Don’t be too distracted by the seeming tedium of the 2024 race that you miss the big changes potentially brewing underneath it.


More news to know.

Stormy Daniels in 2018. (Victoria Pickering)

Adult film star Stormy Daniels testified in lurid detail about her alleged sexual encounter with Donald Trump at his New York criminal trial yesterday. The judge overseeing the trial sustained many of the Trump side’s objections to the testimony, although he ultimately squashed Trump’s request for a mistrial and reprimanded the ex-president for “cursing audibly” during the proceedings.

  • Here’s how the NY Times framed it: “These were the images Americans were presented on Tuesday about their two choices for president: One taking his grandchildren to Dachau to bear witness to the horrors of Nazi death camps, the other sitting on a hotel bed in his boxer shorts waiting for sex with a porn star.”

Meanwhile, Trump’s classified documents case in Florida has been postponed indefinitely by federal judge Aileen Cannon, who cited issues around classified evidence that still need to be sorted out. The trial was originally set to begin this month.

A State Department report on Israel’s human rights conduct — set to be released today — has been delayed. Per Bloomberg, the arms shipment to Israel that the Biden administration delayed was set to contain 3,500 bombs; the delay was due to Biden’s opposition to an offensive in Rafah.

TikTok has sued the U.S. government in response to a new law that requires the app to be banned in the U.S. if it isn’t sold by its Chinese owners. The company called the measure an “unprecedented violation” of the First Amendment.

Ukraine said yesterday that it had foiled a Russian plot to assassinate Ukrainian president Volodymyr Zelensky, arresting two of Zelensky’s security officers who were allegedly involved.

Lawmakers from both parties are calling for Federal Deposit Insurance Corporation (FDIC) chairman Martin Gruenberg’s resignation after a report revealed a pervasive environment of sexual harassment, discrimination, and bullying at the agency.

Gov. Kathy Hochul (D-NY) apologized after saying there are “young Black kids growing up in the Bronx who don’t even know what the word ‘computer’ is”... Rep. Mike Collins (R-GA) walked back his praise for a Mississippi counterprotester who made apelike sounds at a Black pro-Palestinian demonstrator... Rep. Jared Moskowitz (D-FL) deleted a tweet promoting a racist stereotype about Asian people... Trump says that Sen. Jon Tester (D-MT) “looks pregnant.”

Robert F. Kennedy Jr. says doctors found a dead worm in his brain.


The day ahead.

The House will consider a census bill today. (Kansas State University)

President Biden will travel to the key battleground state of Wisconsin, where he will hold an official event and a campaign event, both in Racine County. Later today, he will travel to Chicago for a campaign fundraiser before returning to D.C. Biden is also set to record an interview with CNN’s Erin Burnett, which will air at 7 p.m. ET.

The Senate will resume consideration of the FAA reauthorization package.

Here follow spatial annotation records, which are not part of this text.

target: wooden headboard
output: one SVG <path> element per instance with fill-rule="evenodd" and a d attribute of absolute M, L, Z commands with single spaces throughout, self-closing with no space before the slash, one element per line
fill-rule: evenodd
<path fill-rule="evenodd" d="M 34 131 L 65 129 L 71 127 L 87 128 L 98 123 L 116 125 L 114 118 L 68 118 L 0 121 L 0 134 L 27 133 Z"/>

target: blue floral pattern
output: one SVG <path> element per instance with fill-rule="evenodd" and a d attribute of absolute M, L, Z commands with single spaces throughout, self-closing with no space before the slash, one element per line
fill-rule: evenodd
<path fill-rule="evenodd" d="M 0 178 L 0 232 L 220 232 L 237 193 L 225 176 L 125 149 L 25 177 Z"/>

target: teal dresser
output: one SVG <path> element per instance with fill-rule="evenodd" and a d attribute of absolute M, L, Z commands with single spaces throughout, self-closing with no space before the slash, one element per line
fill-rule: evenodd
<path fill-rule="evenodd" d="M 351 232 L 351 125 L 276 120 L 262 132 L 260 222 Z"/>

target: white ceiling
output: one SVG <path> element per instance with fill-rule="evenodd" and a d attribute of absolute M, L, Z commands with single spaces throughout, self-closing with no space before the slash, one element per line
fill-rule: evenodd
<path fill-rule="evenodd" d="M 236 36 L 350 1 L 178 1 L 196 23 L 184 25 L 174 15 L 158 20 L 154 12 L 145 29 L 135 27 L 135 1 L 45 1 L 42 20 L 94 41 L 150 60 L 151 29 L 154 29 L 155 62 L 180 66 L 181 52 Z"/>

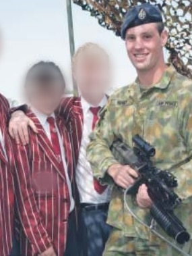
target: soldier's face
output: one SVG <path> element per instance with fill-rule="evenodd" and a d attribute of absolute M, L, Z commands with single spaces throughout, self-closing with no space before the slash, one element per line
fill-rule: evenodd
<path fill-rule="evenodd" d="M 108 61 L 105 57 L 82 55 L 77 61 L 73 76 L 83 97 L 102 95 L 110 82 Z"/>
<path fill-rule="evenodd" d="M 163 59 L 163 47 L 167 33 L 160 34 L 156 23 L 146 24 L 127 30 L 125 43 L 128 56 L 137 72 L 149 71 Z"/>

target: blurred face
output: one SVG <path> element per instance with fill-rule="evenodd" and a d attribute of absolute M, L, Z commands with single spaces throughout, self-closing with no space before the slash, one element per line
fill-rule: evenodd
<path fill-rule="evenodd" d="M 163 58 L 167 32 L 160 34 L 157 24 L 150 23 L 127 30 L 125 44 L 128 55 L 138 72 L 150 71 Z"/>
<path fill-rule="evenodd" d="M 103 97 L 110 84 L 109 60 L 101 53 L 78 56 L 73 76 L 82 97 Z"/>
<path fill-rule="evenodd" d="M 58 107 L 65 91 L 59 80 L 52 82 L 30 82 L 26 93 L 30 104 L 39 111 L 50 115 Z"/>

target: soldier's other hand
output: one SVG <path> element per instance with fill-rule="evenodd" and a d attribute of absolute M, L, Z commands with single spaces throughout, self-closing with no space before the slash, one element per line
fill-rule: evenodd
<path fill-rule="evenodd" d="M 120 163 L 110 165 L 107 172 L 115 182 L 123 188 L 127 188 L 134 184 L 138 177 L 137 172 L 129 165 L 122 165 Z"/>
<path fill-rule="evenodd" d="M 21 142 L 23 145 L 26 145 L 29 143 L 29 126 L 34 132 L 38 133 L 34 122 L 23 111 L 18 110 L 11 114 L 9 123 L 9 132 L 17 144 L 20 144 Z"/>
<path fill-rule="evenodd" d="M 41 253 L 40 256 L 57 256 L 57 254 L 55 253 L 54 249 L 51 247 Z"/>
<path fill-rule="evenodd" d="M 148 195 L 148 187 L 146 184 L 143 184 L 139 186 L 136 200 L 137 205 L 141 208 L 150 208 L 152 207 L 153 202 Z"/>

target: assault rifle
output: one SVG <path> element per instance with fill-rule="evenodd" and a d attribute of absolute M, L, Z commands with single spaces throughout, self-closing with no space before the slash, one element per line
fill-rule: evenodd
<path fill-rule="evenodd" d="M 140 185 L 145 184 L 153 201 L 151 215 L 168 236 L 183 245 L 189 241 L 190 236 L 174 214 L 174 209 L 181 203 L 181 199 L 173 190 L 178 185 L 177 178 L 171 172 L 154 165 L 151 161 L 156 154 L 154 147 L 137 134 L 133 137 L 133 141 L 135 145 L 133 149 L 120 139 L 115 141 L 110 149 L 120 163 L 130 165 L 139 174 L 127 193 L 136 195 Z"/>

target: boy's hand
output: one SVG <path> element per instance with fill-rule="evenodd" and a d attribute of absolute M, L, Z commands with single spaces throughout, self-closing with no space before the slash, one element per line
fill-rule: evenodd
<path fill-rule="evenodd" d="M 29 143 L 28 127 L 34 132 L 38 133 L 34 122 L 20 110 L 11 114 L 9 123 L 9 132 L 10 136 L 15 140 L 17 144 L 26 145 Z"/>

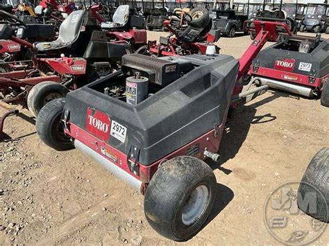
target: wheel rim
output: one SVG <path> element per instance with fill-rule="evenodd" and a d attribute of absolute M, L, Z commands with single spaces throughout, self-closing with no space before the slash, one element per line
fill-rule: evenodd
<path fill-rule="evenodd" d="M 53 100 L 61 98 L 62 98 L 62 96 L 59 93 L 56 93 L 56 92 L 49 93 L 48 95 L 47 95 L 44 97 L 43 105 L 45 105 L 46 104 L 47 104 L 48 103 L 49 103 L 50 101 Z"/>
<path fill-rule="evenodd" d="M 182 221 L 185 225 L 194 223 L 203 213 L 209 201 L 209 189 L 201 185 L 193 190 L 183 207 Z"/>

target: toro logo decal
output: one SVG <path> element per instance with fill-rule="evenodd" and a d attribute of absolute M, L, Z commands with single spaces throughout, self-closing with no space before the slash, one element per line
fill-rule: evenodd
<path fill-rule="evenodd" d="M 21 46 L 19 44 L 9 44 L 8 49 L 9 51 L 20 50 Z"/>
<path fill-rule="evenodd" d="M 108 141 L 110 137 L 111 120 L 106 114 L 99 111 L 87 109 L 85 123 L 86 130 L 103 141 Z"/>
<path fill-rule="evenodd" d="M 71 69 L 72 69 L 72 71 L 81 71 L 85 70 L 85 67 L 83 65 L 71 66 Z"/>
<path fill-rule="evenodd" d="M 294 71 L 296 60 L 293 58 L 283 58 L 277 60 L 274 63 L 274 69 L 287 71 L 288 72 Z"/>

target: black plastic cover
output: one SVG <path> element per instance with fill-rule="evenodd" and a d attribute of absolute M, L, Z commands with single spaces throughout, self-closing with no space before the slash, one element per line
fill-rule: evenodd
<path fill-rule="evenodd" d="M 111 136 L 107 143 L 126 155 L 138 148 L 138 161 L 146 166 L 224 123 L 238 61 L 224 55 L 177 58 L 196 67 L 135 106 L 93 89 L 117 81 L 120 71 L 69 92 L 65 105 L 69 121 L 85 130 L 89 107 L 107 114 L 127 128 L 124 143 Z"/>

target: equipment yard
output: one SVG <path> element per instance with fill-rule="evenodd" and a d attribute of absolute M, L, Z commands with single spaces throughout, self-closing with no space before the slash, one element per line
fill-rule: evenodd
<path fill-rule="evenodd" d="M 154 39 L 164 33 L 147 35 Z M 221 53 L 239 58 L 251 42 L 241 35 L 221 37 L 216 44 Z M 3 128 L 12 139 L 0 143 L 2 245 L 278 245 L 264 219 L 267 198 L 278 186 L 300 182 L 313 155 L 329 146 L 329 109 L 319 100 L 270 89 L 239 106 L 226 124 L 219 164 L 207 161 L 217 182 L 210 216 L 196 236 L 180 243 L 152 229 L 142 195 L 78 150 L 59 152 L 44 144 L 34 118 L 20 107 Z M 328 231 L 312 244 L 329 243 Z"/>

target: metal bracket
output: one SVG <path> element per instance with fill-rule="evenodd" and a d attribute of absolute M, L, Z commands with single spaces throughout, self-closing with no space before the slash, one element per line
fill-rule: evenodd
<path fill-rule="evenodd" d="M 138 147 L 130 146 L 127 156 L 127 164 L 129 170 L 135 175 L 140 176 L 140 166 L 138 161 L 140 160 L 140 150 Z"/>
<path fill-rule="evenodd" d="M 69 117 L 71 116 L 71 112 L 68 109 L 64 110 L 62 115 L 62 124 L 64 126 L 64 129 L 69 131 Z"/>

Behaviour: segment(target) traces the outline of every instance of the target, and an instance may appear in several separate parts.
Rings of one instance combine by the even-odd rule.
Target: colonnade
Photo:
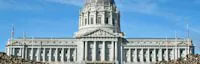
[[[75,62],[77,48],[12,48],[12,55],[43,62]]]
[[[189,54],[187,48],[125,48],[125,62],[157,62],[183,58]]]
[[[84,41],[84,59],[86,61],[117,60],[115,41]]]

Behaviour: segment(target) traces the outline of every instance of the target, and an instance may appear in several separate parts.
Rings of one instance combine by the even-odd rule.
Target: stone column
[[[75,48],[75,61],[77,61],[77,48]]]
[[[161,48],[159,49],[159,59],[158,60],[162,61],[162,49]]]
[[[65,60],[64,60],[64,52],[65,52],[65,49],[64,48],[62,48],[62,52],[61,52],[61,61],[62,62],[65,62]]]
[[[178,59],[178,53],[177,53],[177,47],[175,47],[175,50],[174,50],[174,59]]]
[[[37,49],[37,61],[40,61],[40,48]]]
[[[140,60],[141,60],[141,62],[144,62],[144,49],[143,48],[141,49],[141,54],[142,55],[141,55],[141,59]]]
[[[31,60],[33,60],[33,55],[34,55],[34,53],[33,53],[33,48],[31,49]]]
[[[117,61],[117,49],[118,47],[117,47],[117,42],[115,42],[115,61]]]
[[[153,50],[153,58],[152,58],[152,61],[153,61],[153,62],[156,62],[156,57],[157,57],[156,49],[154,49],[154,50]]]
[[[92,58],[92,60],[93,61],[96,61],[96,41],[94,41],[93,42],[94,43],[94,45],[93,45],[93,58]]]
[[[101,24],[105,24],[105,18],[106,18],[106,12],[103,11],[103,18],[102,18],[102,21],[101,21]]]
[[[128,49],[128,62],[131,62],[131,49]]]
[[[168,48],[166,49],[165,53],[166,53],[165,60],[168,61],[169,60],[169,54],[168,54],[169,53],[169,49]]]
[[[146,61],[147,61],[147,62],[150,62],[150,54],[149,54],[150,51],[149,51],[149,50],[150,50],[150,49],[148,48],[148,49],[147,49],[147,52],[146,52],[146,53],[147,53],[147,57],[146,57]]]
[[[88,56],[87,56],[87,54],[88,54],[88,51],[87,51],[87,49],[88,49],[88,46],[87,46],[88,44],[87,44],[87,42],[85,42],[85,61],[87,61],[88,60]]]
[[[110,60],[113,61],[114,60],[114,41],[111,42],[111,53],[110,53]]]
[[[69,61],[69,62],[70,62],[70,48],[68,48],[68,50],[67,50],[67,51],[68,51],[68,52],[67,52],[67,53],[68,53],[68,56],[67,56],[67,57],[68,57],[68,58],[67,58],[67,61]]]
[[[43,49],[43,61],[46,61],[46,48]]]
[[[55,51],[55,61],[58,62],[58,48],[56,48]]]
[[[49,62],[51,62],[51,57],[52,56],[52,49],[51,48],[49,48]]]
[[[25,58],[25,57],[24,57],[24,55],[25,55],[25,54],[24,54],[24,47],[21,48],[21,49],[22,49],[22,58]],[[11,55],[13,55],[13,54],[11,53]]]
[[[105,61],[105,41],[102,42],[101,60]]]
[[[178,58],[180,58],[180,48],[177,48],[177,50],[178,50]]]
[[[15,48],[13,47],[12,49],[13,49],[13,53],[12,53],[12,55],[15,56],[15,53],[16,53],[16,52],[15,52]]]
[[[135,48],[135,51],[134,51],[134,62],[138,62],[137,61],[137,49]]]

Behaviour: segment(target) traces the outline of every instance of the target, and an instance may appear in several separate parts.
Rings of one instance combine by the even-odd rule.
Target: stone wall
[[[157,64],[200,64],[200,55],[190,54],[187,55],[185,58],[179,58],[177,60],[171,61],[160,61]]]
[[[8,56],[6,53],[0,52],[0,64],[47,64],[47,63],[27,61],[20,57]]]

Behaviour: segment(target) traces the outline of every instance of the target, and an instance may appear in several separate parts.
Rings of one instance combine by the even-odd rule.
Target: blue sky
[[[129,38],[190,36],[200,53],[200,0],[115,0],[121,11],[121,29]],[[0,51],[15,36],[73,37],[83,0],[0,0]]]

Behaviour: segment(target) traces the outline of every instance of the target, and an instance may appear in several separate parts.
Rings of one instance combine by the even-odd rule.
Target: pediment
[[[115,33],[111,33],[102,29],[94,30],[84,34],[82,37],[116,37]]]

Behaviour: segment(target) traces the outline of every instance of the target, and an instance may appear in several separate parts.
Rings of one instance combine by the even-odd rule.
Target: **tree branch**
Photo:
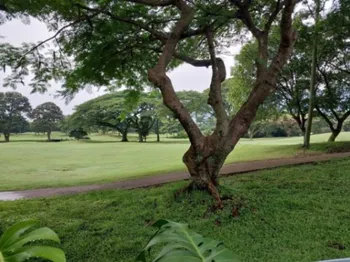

The House is set to vote on the Equal Representation Act, which would include a controversial citizenship question in the decennial census. The chamber will also vote on measures related to mining and crypto accounting.

CIA Director Bill Burns is in Israel to meet with leaders after the latest rounds of ceasefire talks in Cairo. The White House said yesterday that a deal is still within reach, although the negotiations have reportedly sparked tensions between the U.S. and Israel.

Republican presidential candidate Donald Trump is using his day off from his New York criminal trial to meet with supporters who bought his NFTs at Mar-a-Lago, some of whom will receive “pieces of the suit and the tie that Trump was wearing when he was arrested,” per Axios.